While one location in Ohio remains closed after hundreds of customers reported a variety of symptoms, Chipotle wants to remind customers that eating non-GMO food is worth the risk …. ‘Scientists may say that GMOs are safe, but they just have too many unknown unknowns,’ [Chipotle co-CEO Steve] Ells said. ‘Better to deal with known risks like Salmonella, Shigella, E. coli and Norovirus.’

Related article:  AquaBounty seeks overseas expansion, anticipating global demand for GMO AquAdvantage salmon

Carey Gillam wins Hugo Award for Whitewash



Carey Gillam, a former journalist who is now the director of research at the anti-GMO advocacy group U.S. Right to Know, is a well-known critic of the herbicide glyphosate. So certain of its deadliness, Gillam authored an entire book about the chemical: Whitewash: The Story of a Weed Killer, Cancer, and the Corruption of Science. The book was widely panned by agricultural scientists but it garnered awards from some environmental groups. The Organic Times took a different approach, announcing that Gillam had won a prestigious Hugo Award—a prize typically reserved for exceptional science fiction books.

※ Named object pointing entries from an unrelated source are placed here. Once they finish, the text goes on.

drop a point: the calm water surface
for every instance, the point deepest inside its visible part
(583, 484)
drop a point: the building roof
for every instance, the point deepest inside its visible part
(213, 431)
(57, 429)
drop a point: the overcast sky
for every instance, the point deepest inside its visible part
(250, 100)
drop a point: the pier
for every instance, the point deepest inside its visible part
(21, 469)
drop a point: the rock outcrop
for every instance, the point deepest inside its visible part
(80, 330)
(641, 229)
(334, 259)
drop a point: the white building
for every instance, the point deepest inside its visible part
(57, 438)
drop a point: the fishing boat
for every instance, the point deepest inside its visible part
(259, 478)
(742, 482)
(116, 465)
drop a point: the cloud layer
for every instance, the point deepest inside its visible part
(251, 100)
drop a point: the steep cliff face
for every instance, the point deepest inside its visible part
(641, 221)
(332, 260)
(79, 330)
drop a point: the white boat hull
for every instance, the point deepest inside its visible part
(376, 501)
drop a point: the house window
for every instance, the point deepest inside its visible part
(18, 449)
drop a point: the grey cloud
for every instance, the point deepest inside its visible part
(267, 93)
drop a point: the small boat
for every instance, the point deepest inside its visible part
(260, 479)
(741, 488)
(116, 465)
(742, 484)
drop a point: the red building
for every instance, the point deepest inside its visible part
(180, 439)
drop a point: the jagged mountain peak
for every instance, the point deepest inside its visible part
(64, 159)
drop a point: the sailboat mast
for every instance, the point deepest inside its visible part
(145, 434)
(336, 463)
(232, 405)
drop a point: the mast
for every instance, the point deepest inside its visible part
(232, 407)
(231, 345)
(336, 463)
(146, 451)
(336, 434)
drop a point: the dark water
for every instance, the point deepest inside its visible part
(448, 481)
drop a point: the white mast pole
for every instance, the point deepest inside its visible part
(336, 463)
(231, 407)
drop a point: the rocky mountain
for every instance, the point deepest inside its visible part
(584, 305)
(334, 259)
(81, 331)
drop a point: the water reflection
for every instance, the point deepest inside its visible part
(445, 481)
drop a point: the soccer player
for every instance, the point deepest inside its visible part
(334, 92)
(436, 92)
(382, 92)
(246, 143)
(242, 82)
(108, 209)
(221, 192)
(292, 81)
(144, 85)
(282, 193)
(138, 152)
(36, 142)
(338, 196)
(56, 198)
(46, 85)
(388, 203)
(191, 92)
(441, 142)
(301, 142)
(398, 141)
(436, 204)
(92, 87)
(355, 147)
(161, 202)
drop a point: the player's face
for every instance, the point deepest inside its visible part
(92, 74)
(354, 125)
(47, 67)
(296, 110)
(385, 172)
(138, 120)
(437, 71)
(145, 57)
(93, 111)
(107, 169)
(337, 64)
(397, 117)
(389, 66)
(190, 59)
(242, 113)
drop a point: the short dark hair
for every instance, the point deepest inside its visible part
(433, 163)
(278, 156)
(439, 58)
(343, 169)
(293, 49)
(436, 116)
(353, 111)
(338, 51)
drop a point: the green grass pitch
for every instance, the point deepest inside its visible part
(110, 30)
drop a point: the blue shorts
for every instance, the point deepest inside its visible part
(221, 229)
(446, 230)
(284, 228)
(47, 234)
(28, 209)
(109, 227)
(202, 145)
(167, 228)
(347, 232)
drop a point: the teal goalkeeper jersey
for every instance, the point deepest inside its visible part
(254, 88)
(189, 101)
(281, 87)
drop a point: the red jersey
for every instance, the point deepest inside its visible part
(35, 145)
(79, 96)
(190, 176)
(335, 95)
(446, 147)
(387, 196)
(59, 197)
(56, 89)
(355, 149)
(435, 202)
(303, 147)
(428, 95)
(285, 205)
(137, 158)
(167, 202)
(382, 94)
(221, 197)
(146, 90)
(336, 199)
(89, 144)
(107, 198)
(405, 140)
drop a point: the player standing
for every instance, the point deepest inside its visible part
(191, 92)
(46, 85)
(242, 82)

Fans of apocalyptic fiction have something new to celebrate, because newcomer Carey Gillam took home the Hugo Award for Best Novel …. The story is about a lone journalist who uncovers a massive conspiracy by every major scientific organization and regulatory body on the planet to help industry give farmers cancer, and the class action law firm that finally comes to her rescue. It has been described as “My Cousin Vinny  meets The Hunger Games” by Danny Hakim of the New York Times.

Speaking of glyphosate, experts have roundly criticized a San Francisco jury’s August 10th verdict that Monsanto’s herbicide is carcinogenic. Anticipating the potential implications for farmers, agricultural scientists said the jury may have opened the door to higher food prices and a return to more toxic herbicides. The Organic Times’ writers share these concerns apparently, though they voiced their frustration slightly differently.

Following the verdict, the Organic Times reported that the attorney who represented the plaintiff in the case had made a new friend.

Roundup class action lawyer awarded Order of Friendship by China”



Chinese leader Xi Jinping has conferred upon American class action lawyer Brent Wisner China’s Order of Friendship …. ‘Mr. Wisner [has] been awarded this order …. for services of national importance. Wisner is a lawyer of great renown and has worked diligently to aid our nation’s economy by promoting our pesticide industry,’ Xi said.

You may wonder how the jury verdict against Bayer helps the Chinese pesticide industry. The satire site explains, couching an interesting economics lesson in its intentionally ridiculous story:

‘By managing to convince a jury that every scientific and regulatory agency on the planet is wrong, [Wisner] has also made the purchase of Syngenta by ChemChina much more profitable. American farmers are already considering purchasing more [of the herbicide] atrazine [from ChemChina]. He is most familiar and respected in China,’ Xi said. ‘Mr. Wisner is my good and close friend.’

The next time you see a troubling headline about “superweeds,” food shortages in the developing world or courts banning essential agricultural tools, don’t get frustrated. Head over to the Organic Times for some needed comic relief. After all, a little laughter is good for your health.